Le discours de la défense peut malgré tout aboutir à une nouvelle intervention populiste, une nouvelle mesure de grâce, à l’aube d’une élection présidentielle qui s’annonce difficile pour le pouvoir en place. Satisfaire des pleureurs remplis de bons sentiments est en général payant dans les urnes. Cela s’appelle du populisme. Ce sont les mêmes pleureurs remplis de bons sentiments qui, plus tard, exigeront que des délinquants soient enfermés à vie alors que leurs infractions seront bien mineures en regard d’un assassinat.
Les deux perdantes seront alors clairement désignées : les femmes, dont la responsabilité et donc leur égalité avec les hommes et leur liberté auront été niées ; la justice, dont les principes seront niés en piétinant l’état de droit.
Et dans mes romans ?
Ai-je abordé les cas de violences et de soumissions entre hommes et femmes dans mes romans et mes nouvelles ? Oui, de nombreuses fois. Bien entendu, on ne fait pas de bonnes histoires avec de l’eau tiède. Quand violence il y a, elle n’est pas en demi-mesure. Mais, par contre, j’ai su -du moins je l’espère- être plus subtil que les « défenseurs » de telle ou tel assassin.

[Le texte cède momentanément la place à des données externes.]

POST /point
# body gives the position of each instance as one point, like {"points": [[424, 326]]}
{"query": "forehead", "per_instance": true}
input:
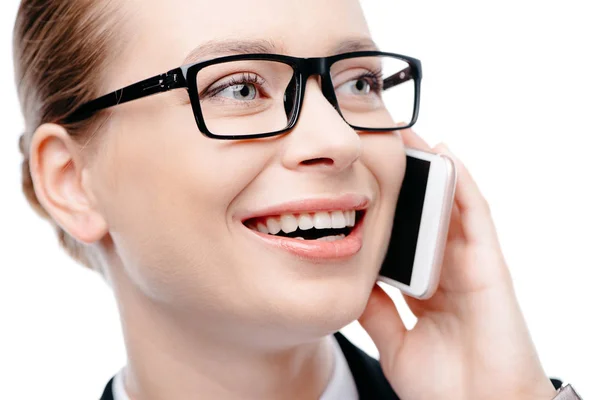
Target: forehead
{"points": [[164, 35]]}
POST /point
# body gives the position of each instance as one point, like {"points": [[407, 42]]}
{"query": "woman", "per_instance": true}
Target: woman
{"points": [[184, 221]]}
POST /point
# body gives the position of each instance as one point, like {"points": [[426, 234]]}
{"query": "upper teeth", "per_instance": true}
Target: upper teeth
{"points": [[321, 220]]}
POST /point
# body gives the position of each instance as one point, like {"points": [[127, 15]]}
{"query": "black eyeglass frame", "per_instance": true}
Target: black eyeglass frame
{"points": [[304, 68]]}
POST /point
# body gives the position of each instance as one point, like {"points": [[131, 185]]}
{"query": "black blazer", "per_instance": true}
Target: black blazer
{"points": [[366, 371]]}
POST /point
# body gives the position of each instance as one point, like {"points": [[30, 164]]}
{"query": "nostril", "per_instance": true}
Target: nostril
{"points": [[321, 160]]}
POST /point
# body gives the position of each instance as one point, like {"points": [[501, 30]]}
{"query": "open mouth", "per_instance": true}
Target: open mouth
{"points": [[323, 226]]}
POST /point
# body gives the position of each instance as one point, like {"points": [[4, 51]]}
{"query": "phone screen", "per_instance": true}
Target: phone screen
{"points": [[400, 257]]}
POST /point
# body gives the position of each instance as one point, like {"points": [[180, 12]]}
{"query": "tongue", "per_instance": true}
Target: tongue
{"points": [[316, 234], [331, 238]]}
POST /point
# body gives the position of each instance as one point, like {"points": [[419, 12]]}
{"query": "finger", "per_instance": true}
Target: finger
{"points": [[473, 208], [383, 324], [412, 140]]}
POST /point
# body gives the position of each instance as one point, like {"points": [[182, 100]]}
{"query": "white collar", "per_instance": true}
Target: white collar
{"points": [[340, 386]]}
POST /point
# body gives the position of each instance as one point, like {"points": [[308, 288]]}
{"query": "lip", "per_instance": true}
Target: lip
{"points": [[315, 250], [341, 203]]}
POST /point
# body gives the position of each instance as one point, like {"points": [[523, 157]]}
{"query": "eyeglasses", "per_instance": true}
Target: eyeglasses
{"points": [[260, 95]]}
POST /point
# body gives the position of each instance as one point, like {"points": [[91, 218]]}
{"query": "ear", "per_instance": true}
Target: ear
{"points": [[61, 183]]}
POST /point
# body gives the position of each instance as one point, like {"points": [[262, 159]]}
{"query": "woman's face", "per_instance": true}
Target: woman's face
{"points": [[178, 204]]}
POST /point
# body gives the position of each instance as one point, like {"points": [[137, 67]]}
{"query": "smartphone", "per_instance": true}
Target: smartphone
{"points": [[416, 249]]}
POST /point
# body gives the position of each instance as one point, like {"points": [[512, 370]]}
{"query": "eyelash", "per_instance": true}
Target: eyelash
{"points": [[375, 79], [233, 81]]}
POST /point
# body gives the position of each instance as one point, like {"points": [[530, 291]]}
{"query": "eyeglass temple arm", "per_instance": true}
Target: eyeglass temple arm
{"points": [[398, 78], [157, 84]]}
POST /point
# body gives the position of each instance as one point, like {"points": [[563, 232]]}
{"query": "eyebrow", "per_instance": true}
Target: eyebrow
{"points": [[260, 46]]}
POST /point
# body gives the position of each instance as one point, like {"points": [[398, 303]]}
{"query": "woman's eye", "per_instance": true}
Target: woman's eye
{"points": [[358, 86], [242, 91]]}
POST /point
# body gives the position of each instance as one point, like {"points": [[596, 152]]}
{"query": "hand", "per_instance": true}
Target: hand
{"points": [[471, 340]]}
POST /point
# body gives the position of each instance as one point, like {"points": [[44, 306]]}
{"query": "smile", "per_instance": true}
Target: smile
{"points": [[322, 225], [317, 229]]}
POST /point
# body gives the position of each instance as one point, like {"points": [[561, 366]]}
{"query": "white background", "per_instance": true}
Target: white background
{"points": [[512, 86]]}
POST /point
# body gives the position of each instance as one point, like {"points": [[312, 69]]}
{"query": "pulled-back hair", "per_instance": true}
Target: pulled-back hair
{"points": [[60, 49]]}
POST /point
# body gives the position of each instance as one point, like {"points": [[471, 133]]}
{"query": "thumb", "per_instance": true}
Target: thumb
{"points": [[383, 324]]}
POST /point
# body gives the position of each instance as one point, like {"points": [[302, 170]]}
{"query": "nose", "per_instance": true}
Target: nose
{"points": [[321, 138]]}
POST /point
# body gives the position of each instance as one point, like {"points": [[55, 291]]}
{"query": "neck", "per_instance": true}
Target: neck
{"points": [[171, 358]]}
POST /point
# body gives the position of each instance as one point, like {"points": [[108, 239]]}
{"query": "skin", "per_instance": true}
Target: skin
{"points": [[207, 308]]}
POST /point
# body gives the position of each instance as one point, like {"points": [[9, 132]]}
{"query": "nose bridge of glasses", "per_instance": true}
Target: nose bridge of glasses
{"points": [[320, 66]]}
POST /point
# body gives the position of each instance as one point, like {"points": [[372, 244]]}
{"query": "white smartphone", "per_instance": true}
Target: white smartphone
{"points": [[416, 249]]}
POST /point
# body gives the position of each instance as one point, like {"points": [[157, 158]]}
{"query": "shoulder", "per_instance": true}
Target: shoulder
{"points": [[107, 394], [366, 371]]}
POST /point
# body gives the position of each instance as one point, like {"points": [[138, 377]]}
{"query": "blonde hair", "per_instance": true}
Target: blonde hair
{"points": [[60, 48]]}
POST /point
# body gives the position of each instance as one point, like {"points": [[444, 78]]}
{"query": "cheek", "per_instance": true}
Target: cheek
{"points": [[166, 197], [384, 155]]}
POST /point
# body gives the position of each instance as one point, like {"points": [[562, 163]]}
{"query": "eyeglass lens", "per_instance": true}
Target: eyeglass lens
{"points": [[259, 96]]}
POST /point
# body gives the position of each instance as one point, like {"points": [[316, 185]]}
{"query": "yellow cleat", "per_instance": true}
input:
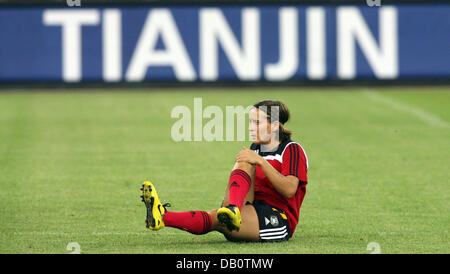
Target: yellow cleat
{"points": [[155, 210], [230, 216]]}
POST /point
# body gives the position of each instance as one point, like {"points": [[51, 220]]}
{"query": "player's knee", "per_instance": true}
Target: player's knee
{"points": [[247, 167]]}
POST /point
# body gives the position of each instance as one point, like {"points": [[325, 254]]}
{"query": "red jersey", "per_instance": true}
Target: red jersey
{"points": [[288, 159]]}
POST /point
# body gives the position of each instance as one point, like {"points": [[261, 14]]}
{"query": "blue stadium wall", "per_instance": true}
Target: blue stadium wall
{"points": [[243, 42]]}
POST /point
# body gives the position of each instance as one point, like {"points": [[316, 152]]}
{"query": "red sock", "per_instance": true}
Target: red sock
{"points": [[195, 222], [239, 185]]}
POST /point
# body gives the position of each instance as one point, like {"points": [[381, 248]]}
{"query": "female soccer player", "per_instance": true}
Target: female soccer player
{"points": [[265, 190]]}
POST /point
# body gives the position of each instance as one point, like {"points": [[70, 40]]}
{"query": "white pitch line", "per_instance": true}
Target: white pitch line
{"points": [[426, 117]]}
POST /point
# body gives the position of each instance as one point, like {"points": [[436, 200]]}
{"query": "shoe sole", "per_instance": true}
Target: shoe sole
{"points": [[149, 201], [224, 217]]}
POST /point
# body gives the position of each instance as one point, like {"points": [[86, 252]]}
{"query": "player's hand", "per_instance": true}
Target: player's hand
{"points": [[249, 156]]}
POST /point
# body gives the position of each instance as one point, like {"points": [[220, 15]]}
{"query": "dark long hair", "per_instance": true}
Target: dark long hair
{"points": [[283, 116]]}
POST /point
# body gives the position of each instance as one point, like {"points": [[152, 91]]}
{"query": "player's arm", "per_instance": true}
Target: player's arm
{"points": [[285, 185]]}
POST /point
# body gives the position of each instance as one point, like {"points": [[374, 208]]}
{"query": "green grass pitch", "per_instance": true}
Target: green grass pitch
{"points": [[71, 164]]}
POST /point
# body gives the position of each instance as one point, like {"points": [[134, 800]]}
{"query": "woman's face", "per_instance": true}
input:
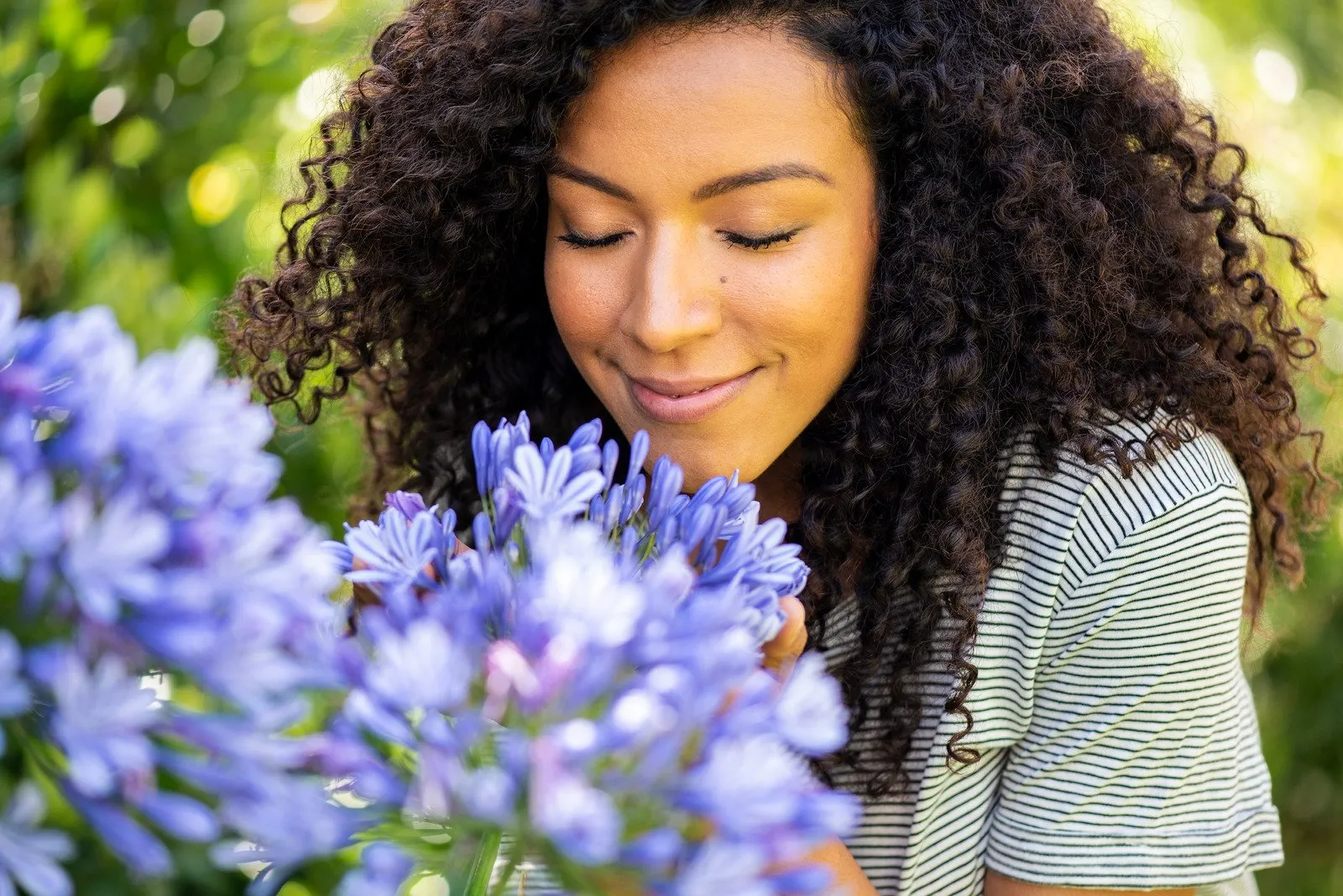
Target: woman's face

Dans Douze Mois, l’homme est la première victime. Dans le cycle de Morbourg, les membres d’une secte pratiquant des violences et des meurtres sur des jeunes filles sont assassinés par une vengeresse. Le cas le plus intéressant est, cependant, probablement Le Violon : l’homme est initialement le coupable, un coupable qui est conscient de sa culpabilité, mais la femme y est plus trouble qu’on ne le croit au départ. Plus classiquement, dans Vacances Plagiées, la première nouvelle du recueil Le Temps Perdu ne l’est pas pour tout le monde, on rencontre une veuve noire. Ce ne sont là que les principaux exemples.